Only if your "book" says so specifically...

Of course, that's only my opinion...I could be wrong in the end...but it makes sense to me.


----------



## SirSedrith (Mar 24, 2011)

OK! Ill report back when its light out and the battery is charged again. i just found a mechanic a block away, stead of 4, so i can carry the battery. yea!

i found the angle in the book, i forget but ill read it again. 

the dwell adjustment makes sense to me now with that last explaination. 

I got one new condensor and will look for another two (there are three, two for the distrib, one for the coil) with the same specs as stamped on the old ones.
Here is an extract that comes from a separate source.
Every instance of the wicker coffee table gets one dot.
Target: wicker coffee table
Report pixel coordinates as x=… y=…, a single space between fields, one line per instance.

i see, both points work at the same time to do the same job with an overlap in opening and closing, like pistons that work in sequence, but closer in time. (well now that i think about it not quite the same but, eh.) 

Something else i just saw in the book and is not explained is where the two spade connectors come from the dis, that connect to the - side of the coil have a jumper wire strung between them, and on mine there is no wire. both wires coming from the spade connector (from the points) right now connect to the - pole anyway, im not sure if it makes a difference but ill try it out. couldnt hurt. 

if i understand making a gap with the wire is like adjusting the dwell on the points. extending time. kinda. 

We shall see. 

no matter what result, thanks so much. i was totally at a loss for what to do, atleast doing SOMETHING is better than being frustrated. and eventually the problem will resolve when every freakin part is replaced or repaired or adjusted correctly. 

peace


----------



## jdg (Aug 27, 2009)

Yep, close enough. And if I can add one thing...
Dual point setups are all fine and good and all. A good set of well tuned points can run just as good as anything else in the world...but...
An electronic ignition solves and/or avoids Soooo many issues that points have. If somebody makes an aftermarket electronic distributor/ignition type setup for your rig, that's the way to go.
In my case, a '74 Chevy Malibu with a 350, it had stock points. I got tired of replacing/adjusting them every 5,000 miles, went to the junkyard, got an HEI distributor out of a '76-Chevy-something, and the only change I had to make, other than new plug wires, was to bypass the ballast resistor (which you may or may not have, and come to think of it, if your ballast resistor is bad, you'll have all sorts of headaches).
No points to wear out, dwell is "automatically" set by the 'electronics', more voltage can be passed to the coil, more accurate timing, zero chance of points bouncing at high revs, and so on...


----------